I put humans at the center of health, and always aim to develop systems that can fulfill human needs and work with people to achieve a goal, rather than trying to replace them. I think AI has a lot of potential as an interface between data and people. It’s hard to make sense of the thousands of blood glucose measurements someone may collect and to use that to inform how they manage their diabetes, but AI can help find why blood glucose changes and help inform behavior, like adjusting insulin dosing the day after exercise.

What kind of outcomes are you hoping to achieve with AI Lab?

We aim to generate new knowledge about health (like why some people regain consciousness after a stroke while others don’t) and use it to improve decisions (like how a patient in a hospital is cared for, or how people manage their chronic conditions or maintain their health).

There are a lot of things that can influence food choices — but AI probably wouldn’t be one of them! Could you please tell us how AI is being used to make people turn to healthier diets?

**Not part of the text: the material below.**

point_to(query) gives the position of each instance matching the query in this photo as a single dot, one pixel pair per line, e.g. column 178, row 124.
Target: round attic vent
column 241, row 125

AI is already influencing our food choices in ways we often don’t think about. It determines what food ads we see when we look at a website, and what restaurants show up at the top of search results. But traditionally what we know about what we should eat comes from generic guidelines. The biggest recent change has been the use of AI to provide personalized nutrition guidance, so figuring out what kinds of foods will keep your blood sugar healthy. To get this information though you either need to be part of a research study or pay a company, so it’s not very accessible. The new NIH Nutrition for Precision Health program aims to change this by learning not just learning individualized relationships between diet and health but doing this in a way that we can provide information to people who aren’t part of the study. The AI part is taking the huge amount of data collected (microbiome, genome, social determinants of health, what foods people eat, various indicators of health etc.) and learning the relationship between these factors.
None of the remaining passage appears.